El pudín de berenjena es una receta innovadora que transforma este vegetal en un postre reconfortante y exótico, perfecto para sorprender a tus invitados o simplemente para disfrutar de una experiencia gastronómica distinta. Prepárate para descubrir un lado inesperado de la berenjena que te dejará gratamente sorprendido.
La berenjena, con su versatilidad y su peculiar sabor, se ha consolidado como un ingrediente estrella en cocinas de todo el mundo. A menudo asociada con platos salados como la moussaka griega, el baba ganoush árabe o la parmigiana italiana, su capacidad para absorber sabores y su textura carnosa la hacen ideal para una amplia gama de preparaciones. Sin embargo, su incursión en el ámbito de los postres es menos conocida y, para muchos, sorprendentemente deliciosa, como prueba este pudín de berenjena.
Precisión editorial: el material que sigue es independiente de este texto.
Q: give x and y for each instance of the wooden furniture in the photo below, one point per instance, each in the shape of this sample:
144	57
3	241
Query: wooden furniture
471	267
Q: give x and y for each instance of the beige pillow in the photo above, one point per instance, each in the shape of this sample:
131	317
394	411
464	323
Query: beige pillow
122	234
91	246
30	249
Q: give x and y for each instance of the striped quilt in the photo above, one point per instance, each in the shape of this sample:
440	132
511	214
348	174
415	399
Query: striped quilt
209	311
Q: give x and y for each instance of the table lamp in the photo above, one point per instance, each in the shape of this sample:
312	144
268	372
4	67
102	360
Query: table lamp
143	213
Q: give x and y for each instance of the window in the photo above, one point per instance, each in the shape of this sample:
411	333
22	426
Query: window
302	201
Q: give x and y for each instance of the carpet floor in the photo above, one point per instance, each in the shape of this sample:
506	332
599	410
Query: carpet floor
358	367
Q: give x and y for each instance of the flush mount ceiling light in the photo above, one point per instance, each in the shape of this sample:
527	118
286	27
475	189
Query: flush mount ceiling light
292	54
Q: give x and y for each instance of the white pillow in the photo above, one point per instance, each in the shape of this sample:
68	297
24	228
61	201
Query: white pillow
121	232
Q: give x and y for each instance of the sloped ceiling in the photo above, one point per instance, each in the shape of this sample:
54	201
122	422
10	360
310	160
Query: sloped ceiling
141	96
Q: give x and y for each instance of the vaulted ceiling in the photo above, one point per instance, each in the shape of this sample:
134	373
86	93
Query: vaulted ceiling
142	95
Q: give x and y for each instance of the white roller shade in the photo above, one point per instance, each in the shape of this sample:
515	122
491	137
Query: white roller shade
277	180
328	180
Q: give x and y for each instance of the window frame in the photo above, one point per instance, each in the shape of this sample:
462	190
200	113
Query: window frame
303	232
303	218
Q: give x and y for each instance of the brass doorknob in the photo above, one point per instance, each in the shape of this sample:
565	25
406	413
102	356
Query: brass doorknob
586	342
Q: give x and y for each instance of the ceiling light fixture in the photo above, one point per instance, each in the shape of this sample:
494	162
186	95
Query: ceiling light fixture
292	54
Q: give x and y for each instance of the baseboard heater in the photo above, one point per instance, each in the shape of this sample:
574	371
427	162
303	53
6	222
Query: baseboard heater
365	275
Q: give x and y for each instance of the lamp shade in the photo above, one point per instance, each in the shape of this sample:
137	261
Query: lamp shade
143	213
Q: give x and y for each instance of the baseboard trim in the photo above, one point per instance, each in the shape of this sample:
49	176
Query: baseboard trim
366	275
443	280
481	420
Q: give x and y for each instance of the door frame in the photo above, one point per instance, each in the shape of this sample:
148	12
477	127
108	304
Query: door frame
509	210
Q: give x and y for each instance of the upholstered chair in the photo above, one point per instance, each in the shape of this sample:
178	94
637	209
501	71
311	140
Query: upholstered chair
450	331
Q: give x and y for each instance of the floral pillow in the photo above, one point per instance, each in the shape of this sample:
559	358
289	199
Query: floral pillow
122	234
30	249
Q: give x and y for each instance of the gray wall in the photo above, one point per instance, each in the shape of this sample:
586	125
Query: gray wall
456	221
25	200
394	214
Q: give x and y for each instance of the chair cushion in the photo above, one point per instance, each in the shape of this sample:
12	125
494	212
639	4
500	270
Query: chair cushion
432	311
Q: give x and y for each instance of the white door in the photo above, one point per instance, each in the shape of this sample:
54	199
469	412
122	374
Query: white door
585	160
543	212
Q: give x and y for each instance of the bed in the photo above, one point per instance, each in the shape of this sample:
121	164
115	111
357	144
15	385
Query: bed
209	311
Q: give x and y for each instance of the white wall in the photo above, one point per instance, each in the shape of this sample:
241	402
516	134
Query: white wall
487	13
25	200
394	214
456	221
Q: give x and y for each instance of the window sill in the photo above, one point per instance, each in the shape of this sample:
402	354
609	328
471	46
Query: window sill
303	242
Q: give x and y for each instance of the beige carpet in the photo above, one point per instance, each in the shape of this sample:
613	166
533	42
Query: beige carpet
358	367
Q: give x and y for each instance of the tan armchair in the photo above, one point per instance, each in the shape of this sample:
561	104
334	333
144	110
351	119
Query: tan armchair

Explorar la berenjena en un contexto dulce puede sonar inusual, pero este pudín de berenjena no es una idea tan descabellada como parece. Su pulpa suave y su sabor sutil, especialmente cuando se cocina adecuadamente, pueden complementar armoniosamente ingredientes como el azúcar, la canela o la vainilla. Esta combinación inesperada desafía las preconcepciones culinarias y abre un nuevo abanico de posibilidades para aquellos dispuestos a experimentar y a darle una oportunidad a sabores diferentes.

Pudín de Berenjena
Este pudín de berenjena ofrece una textura suave y un sabor dulce con un toque especiado, donde la berenjena se integra de forma casi imperceptible, aportando una riqueza inesperada.
Ingredientes:
- 2 berenjenas medianas (aproximadamente 500 g)
- 200 ml de leche (entera o vegetal)
- 100 ml de nata para cocinar (o crema de leche)
- 150 g de azúcar (ajusta al gusto)
- 3 huevos grandes
- 1 cucharadita de extracto de vainilla
- ½ cucharadita de canela en polvo
- Una pizca de nuez moscada
- Una pizca de sal
- Mantequilla para engrasar el molde
- Opcional para decorar: Frutas rojas, hojas de menta, o un poco de nata montada

Cómo preparar Pudín de berenjena
- Preparar la berenjena: Precalienta el horno a 180°C (350°F). Lava bien las berenjenas y pínchalas varias veces con un tenedor. Colócalas en una bandeja para hornear y ásalas en el horno durante 30-40 minutos, o hasta que estén muy blandas al tacto. También puedes cocinarlas al vapor o hervirlas hasta que estén tiernas.
- Preparar el puré de berenjena: Una vez asadas, retira las berenjenas del horno y déjalas enfriar un poco para poder manipularlas. Corta las berenjenas por la mitad a lo largo y con una cuchara, extrae la pulpa. Desecha la piel. Coloca la pulpa en un procesador de alimentos o licuadora y tritura hasta obtener un puré suave y sin grumos. Si no tienes procesador, puedes machacarlas muy bien con un tenedor.
- Mezclar los ingredientes del pudín: En un bol grande, bate los huevos con el azúcar hasta que la mezcla esté clara y espumosa. Agrega la leche, la nata, el extracto de vainilla, la canela, la nuez moscada y la pizca de sal. Mezcla bien.
- Incorporar la berenjena: Añade el puré de berenjena a la mezcla de huevos. Bate o mezcla enérgicamente hasta que todo esté bien integrado y no queden rastros de puré de berenjena visibles.
- Hornear el pudín: Engrasa un molde para pudín (aproximadamente de 1.5 a 2 litros de capacidad) con mantequilla. Vierte la mezcla en el molde.
- Cocción al baño maría (opcional pero recomendado): Para una textura más suave y uniforme, cocina el pudín al baño maría. Coloca el molde del pudín dentro de una bandeja para hornear más grande. Vierte agua caliente en la bandeja exterior hasta que llegue a la mitad de la altura del molde del pudín.
- Hornear: Hornea durante 45-55 minutos, o hasta que el pudín esté cuajado y un palillo insertado en el centro salga limpio. El tiempo puede variar según el horno y el tamaño del molde.
- Enfriar y servir: Retira el pudín de berenjena del horno y del baño maría (si lo usaste). Deja enfriar a temperatura ambiente y luego refrigera por al menos 2-3 horas antes de desmoldar.
- Presentación: Desmolda el pudín de berenjena con cuidado. Puedes servirlo solo o decorarlo con frutas rojas frescas, unas hojas de menta o un poco de nata montada.
¡Disfruta de este sorprendente y delicioso pudín de berenjena!